Ilustrasi Foto: Kiai dan Santri (AI)
Suwendi
Dosen Sekolah Pascasarjana UIN Syarif Hidayatullah Jakarta
Fenomena kekerasan seksual (KS) yang dilakukan oleh beberapa oknum di sejumlah pesantren telah memunculkan kegelisahan publik.
Di satu sisi, masyarakat menuntut adanya perlindungan yang kondusif bagi santri sebagai peserta didik; di sisi lain terjadinya kekhawatiran bahwa kasus-kasus tersebut akan melahirkan stigma yang menihilkan kontribusi besar pesantren dalam membentuk karakter, moralitas, dan keilmuan bangsa yang telah berlangsung selama berabad-abad.
Isu ini tentu perlu didudukkan secara proporsional. KS bukanlah produk ajaran agama, bukan pula karakter yang lahir dari pesantren. Sebagaimana terjadi di sekolah umum, kampus, organisasi sosial, bahkan lingkungan keluarga, KS pada dasarnya berakar salah satunya pada penyalahgunaan relasi kuasa.
Untuk itu, fokus penanganannya seharusnya tidak berhenti pada identifikasi pelaku atau institusi semata, melainkan pada upaya bagaimana membangun relasi pendidikan yang sehat, berkeadaban, dan aman bagi semua pihak.

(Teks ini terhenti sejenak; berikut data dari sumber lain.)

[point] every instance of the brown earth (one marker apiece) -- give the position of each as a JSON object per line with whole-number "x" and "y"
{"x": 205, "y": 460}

Dalam konteks pesantren, relasi kiai dan santri merupakan fondasi utama dalam proses pendidikan. Relasi tersebut tidak hanya bersifat pedagogis, tetapi juga spiritual, moral, dan sosial. Tidak hanya sekadar mengajarkan ilmu, seorang kyai juga menjadi teladan hidup yang ditiru oleh para santri. Oleh karenanya, tradisi ta’zhim atau penghormatan kepada guru menjadi bagian dari nilai luhur yang diwariskan dari satu generasi ke generasi berikutnya.
Namun demikian, Ibnu Khaldun dalam magnum oppus-nya, Al-Muqaddimah, menyatakan bahwa pendidikan yang baik tidak bertujuan melahirkan kepatuhan yang pasif (al-inqiyād al-a‘mā), tetapi membentuk manusia yang memiliki nalar, keberanian moral, dan tanggung jawab sosial.
Santri perlu dididik menjadi pribadi yang santun dan hormat (ta’zhim) kepada guru, tetapi memiliki kemampuan untuk menyampaikan keberatan ketika menghadapi tindakan yang bertentangan dengan agama, hukum, maupun etika.
Demikian juga Paulo Freire, salah seorang filsuf pendidikan dari Brasil, menyatakan bahwa setiap relasi pendidikan yang sehat harus mampu menjaga keseimbangan antara otoritas dan kemanusiaan (Paulo Freire, 2005).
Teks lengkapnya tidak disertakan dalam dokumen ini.